A Sparkling Vintage Life

31 Days of a Sparkling Vintage Summer, Day 9: Take a Dip

swimsuit2 “I found Barbara sitting on the beach, delectable in white icing, her quite unbelievable hair shining in the sun, and her rather sizable but very graceful feet crossed in front of her.
“‘Good morning, Barbara,’ said I, not throwing away my cigar. ‘Do you love me today, Barbara?’
“‘No, Peter,’ said the girl of my heart. ‘No, indeed, Peter. But I think you are very nice looking.'”
(from “Barbara on the Beach” by Edna St. Vincent Millay)
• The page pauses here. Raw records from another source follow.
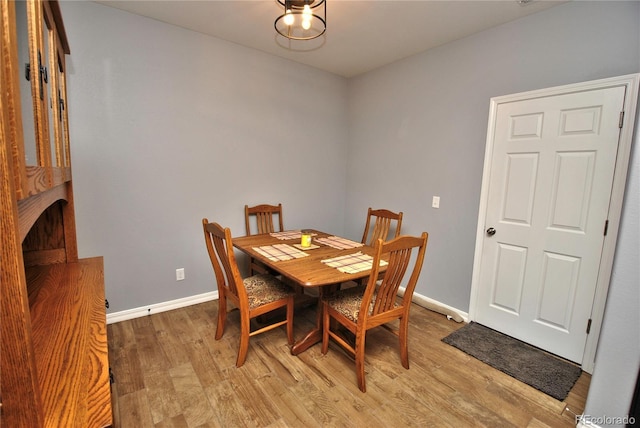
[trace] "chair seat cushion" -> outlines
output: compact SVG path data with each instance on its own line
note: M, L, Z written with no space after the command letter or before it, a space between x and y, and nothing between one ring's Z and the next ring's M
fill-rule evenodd
M249 307L251 309L276 300L286 299L294 294L291 287L273 275L253 275L245 278L243 283L247 290L247 296L249 296Z

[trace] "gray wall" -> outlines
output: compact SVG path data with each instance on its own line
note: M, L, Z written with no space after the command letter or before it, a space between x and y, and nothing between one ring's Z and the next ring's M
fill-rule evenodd
M63 2L78 247L109 312L216 289L201 220L244 205L341 233L346 80L92 2ZM176 282L175 269L186 279Z
M489 99L640 71L639 15L571 2L350 79L346 233L403 211L429 232L416 292L468 311Z

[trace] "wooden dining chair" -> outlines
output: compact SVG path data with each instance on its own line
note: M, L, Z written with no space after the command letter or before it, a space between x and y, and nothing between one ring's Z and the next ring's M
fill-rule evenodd
M394 213L385 209L371 209L367 212L367 222L364 226L364 234L362 235L362 243L373 247L373 244L382 239L386 241L391 237L390 232L395 224L393 238L400 236L402 227L402 211Z
M375 243L373 268L366 287L358 286L340 290L322 300L322 353L329 348L329 338L335 340L347 350L356 363L358 387L366 392L364 378L364 350L367 331L378 326L386 327L400 339L400 360L402 366L409 368L409 310L418 276L422 270L422 262L427 249L429 235L423 232L420 237L400 236L390 241L378 239ZM413 268L410 268L412 253L417 253ZM379 262L382 255L388 256L387 269L380 281L378 278ZM411 270L411 276L404 282L405 273ZM405 287L402 298L398 298L398 289ZM399 319L398 330L386 323ZM334 321L333 323L331 321ZM335 325L335 330L331 330ZM355 335L355 344L349 343L339 334L339 327L344 326Z
M393 227L392 227L393 226ZM390 238L397 238L400 236L400 229L402 228L402 211L394 213L386 209L374 210L369 208L367 211L367 221L364 225L364 234L362 235L362 242L365 245L373 247L374 243L378 239L387 241ZM393 236L391 231L393 230ZM378 279L382 279L384 272L378 275ZM357 282L349 281L339 285L339 288L348 288L354 286L356 283L360 285L366 285L367 279L363 278Z
M294 291L279 279L268 274L253 275L242 279L231 241L231 230L218 223L202 219L204 238L209 258L218 283L218 325L216 340L222 338L227 320L227 304L230 301L240 311L240 347L236 367L241 367L249 350L249 337L282 325L287 326L287 340L293 344ZM286 308L286 320L271 322L251 331L251 320L280 308Z
M278 221L278 230L275 229L274 218ZM284 231L282 204L260 204L253 207L245 205L244 224L247 236ZM255 228L251 227L252 224L255 224ZM254 275L255 273L269 273L269 269L253 257L249 257L249 275Z

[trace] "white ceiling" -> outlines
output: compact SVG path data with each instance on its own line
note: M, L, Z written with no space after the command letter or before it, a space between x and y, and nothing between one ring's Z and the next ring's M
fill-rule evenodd
M327 0L327 32L312 41L277 35L277 0L98 3L352 77L565 1Z

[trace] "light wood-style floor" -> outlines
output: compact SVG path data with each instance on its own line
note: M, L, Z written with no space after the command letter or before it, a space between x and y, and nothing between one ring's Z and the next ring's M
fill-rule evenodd
M297 311L296 338L315 309ZM409 360L385 329L367 336L367 392L332 344L292 356L284 329L251 338L235 367L237 311L214 340L217 301L108 326L118 427L575 427L590 376L557 401L441 342L462 327L414 305Z

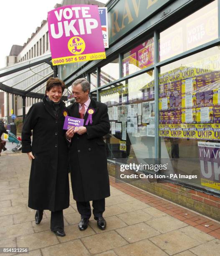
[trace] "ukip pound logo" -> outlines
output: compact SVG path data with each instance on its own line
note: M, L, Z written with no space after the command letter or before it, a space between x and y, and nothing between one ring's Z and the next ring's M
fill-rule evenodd
M68 46L71 54L78 55L84 51L86 44L84 40L79 36L73 36L68 41Z

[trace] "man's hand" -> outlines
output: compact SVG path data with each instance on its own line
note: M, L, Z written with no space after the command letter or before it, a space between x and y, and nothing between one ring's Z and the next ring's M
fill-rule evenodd
M28 158L30 161L31 161L33 159L35 159L34 156L33 156L33 154L32 154L32 152L29 152L27 154L28 154Z
M70 128L66 133L66 137L68 140L70 140L74 136L74 129L73 127Z
M79 135L82 135L87 132L86 128L84 126L80 126L78 128L76 129L74 131L74 133L78 133Z

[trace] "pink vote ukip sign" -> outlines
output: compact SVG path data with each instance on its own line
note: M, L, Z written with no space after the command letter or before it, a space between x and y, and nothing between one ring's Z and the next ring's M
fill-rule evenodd
M96 5L66 5L48 13L53 64L106 58Z

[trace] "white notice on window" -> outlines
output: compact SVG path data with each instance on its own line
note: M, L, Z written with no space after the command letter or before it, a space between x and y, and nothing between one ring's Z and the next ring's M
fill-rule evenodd
M123 141L126 140L126 122L122 122L122 139Z
M137 105L138 115L142 115L142 103L138 103Z
M131 132L134 132L134 118L131 118Z
M162 98L161 99L162 109L167 109L167 98Z
M131 133L131 122L128 122L127 123L127 133Z
M185 110L186 123L192 123L192 109L189 108Z
M200 109L200 120L201 122L209 121L209 111L208 107L201 108Z
M147 135L149 137L155 136L155 126L154 125L149 125L147 126Z
M140 133L132 133L133 137L140 137Z
M126 102L127 100L127 96L124 96L122 98L122 103Z
M137 104L134 104L134 117L137 117Z
M121 132L121 123L116 123L115 124L115 131L118 133Z
M142 124L142 117L140 115L138 116L138 124Z
M185 80L185 90L186 93L192 92L192 78L186 79Z
M147 136L147 126L140 127L140 136Z
M115 134L115 122L111 122L111 134Z
M114 120L114 110L113 108L108 108L108 113L109 114L109 120Z
M114 107L114 120L118 120L118 107Z
M137 133L137 118L134 118L134 131L133 133Z
M127 105L127 119L131 118L131 105Z
M186 108L192 108L192 93L186 94L185 100Z

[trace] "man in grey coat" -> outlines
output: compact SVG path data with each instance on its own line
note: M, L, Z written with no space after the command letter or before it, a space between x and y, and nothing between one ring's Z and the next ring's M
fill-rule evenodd
M110 196L105 143L103 136L109 132L110 123L107 106L89 97L90 84L84 78L73 84L76 102L68 107L70 115L84 119L84 125L69 129L71 140L70 162L73 198L76 201L81 220L81 230L86 229L91 216L90 201L98 227L105 229L103 218L105 198Z

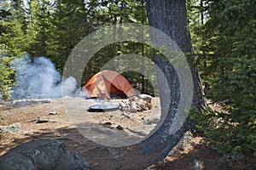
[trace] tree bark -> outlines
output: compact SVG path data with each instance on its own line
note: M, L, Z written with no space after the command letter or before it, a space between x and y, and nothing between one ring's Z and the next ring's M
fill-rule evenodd
M177 43L183 53L189 54L188 62L190 65L194 82L193 106L201 110L204 106L204 100L202 99L198 70L194 65L194 50L189 31L187 28L188 18L185 0L147 0L147 13L149 26L168 35ZM158 40L154 40L154 37L152 41L154 43L161 43L160 42L154 42ZM175 70L168 62L162 60L161 57L155 57L154 60L155 64L165 75L170 75L169 77L166 77L167 79L171 81L177 78L177 75L175 75ZM173 84L173 82L170 82L170 87L173 87L174 88L178 88L178 85ZM160 91L164 91L165 87L161 87L160 84L159 85Z

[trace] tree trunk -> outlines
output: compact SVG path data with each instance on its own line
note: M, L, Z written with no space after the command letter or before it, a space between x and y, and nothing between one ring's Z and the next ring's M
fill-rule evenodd
M201 97L202 91L199 73L196 66L194 65L194 50L189 31L187 28L188 18L185 0L147 0L147 12L149 26L168 35L177 43L183 53L189 54L188 56L188 62L190 65L194 82L193 106L201 110L204 105L204 100ZM154 43L160 43L160 42L154 42L158 40L154 40L154 37L152 41ZM166 78L169 78L170 81L177 78L173 67L169 65L168 62L162 60L161 57L156 57L154 60L155 64L162 70L165 75L170 75ZM168 69L166 69L167 67ZM177 88L178 85L173 84L173 82L171 81L169 85ZM159 85L160 91L164 91L165 87L161 87L161 84Z
M191 39L187 29L188 20L185 0L147 0L147 12L150 26L162 31L169 36L183 53L193 54ZM161 35L155 35L155 32L151 32L152 42L157 45L165 44L164 37L160 38L159 37L161 37ZM180 52L173 42L170 47L172 48L171 53ZM203 100L201 99L201 88L197 68L192 65L194 56L189 55L188 61L190 64L191 79L193 79L194 82L191 82L191 88L186 88L186 90L193 91L191 92L191 95L194 94L192 105L201 110ZM182 110L184 113L183 115L183 115L177 116L178 118L176 117L180 105L183 105L182 102L183 100L182 99L186 98L182 88L183 82L181 82L184 81L187 82L186 80L179 80L178 72L175 70L177 65L171 65L169 60L164 59L162 55L155 53L154 63L157 66L157 81L161 103L162 122L160 121L159 128L149 138L138 144L140 149L137 151L141 155L154 155L154 159L151 160L152 162L166 157L178 143L183 133L190 128L185 113L187 111L185 110L188 108ZM164 75L164 76L161 75ZM166 84L163 83L163 79L165 78L167 82ZM168 87L166 87L166 84ZM190 84L187 86L189 87ZM182 122L180 119L184 121ZM177 123L176 124L176 122ZM178 126L177 126L177 124ZM173 130L174 128L175 130Z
In her 1943 book, Personality Unlimited, Veronica Dengel advises her readers, “During the summer months, swim in fresh or salt water as much as you can . . . I know of no all-round exercise that can compare with outdoor swimming for improvement of muscular co-ordination and body symmetry.” Not a fan of the indoor pool because of possible irritation from chemicals, she adds, “Fresh air and sunshine are important, vital, to your well-being. Sunshine supplies the best source of Vitamin D.  . . . But do your sunbathing intelligently,” which for Miss Dengel means “lie in the sun for not more than ten minutes on each side. . . . Increase the exposure by a minute a day until you are well accustomed to it, and remember that a windy day will cause you to burn more rapidly.”

Also writing in 1943 (a good year, apparently, for feminine advice books–perhaps trying to take girls’ minds off their boyfriends fighting at the Front?), Grace Margaret Morton advised readers on what to wear for swimming. “The one-piece bathing suit is superior to any other for someone with a less than perfect figure. A very heavy person appears to better advantage wearing a dressmaker draped suit in a fabric with body. For others, stretch fabrics are possible. Rubber caps, thong sandals, beach coats, shifts, bulky sweaters, hats, and dark glasses are sometimes needed at the beech or pool. Bathing suits should not take the place of play clothes; they belong only at the beach or pool.”

Once you’re properly draped and ready to go, Eleanor Boykin (1940) offers this advice:

“Ill-bred people stand out plainly at the beach. First, there are those who go to be seen and heard. Others advertise their coarseness by lolling on the sands in postures so unlovely that they hardly seem human, or by putting on intimate scenes that are disgusting in public. . . . See that your conduct on the beach does not suggest savage ancestors. Don’t indulge in rough play on land or in the water.” She adds a special note for the boys: “If you must act the funny man and duck unsuspecting victims, pick on boys your own age, not on girls who may not be used to such monkeyshines.”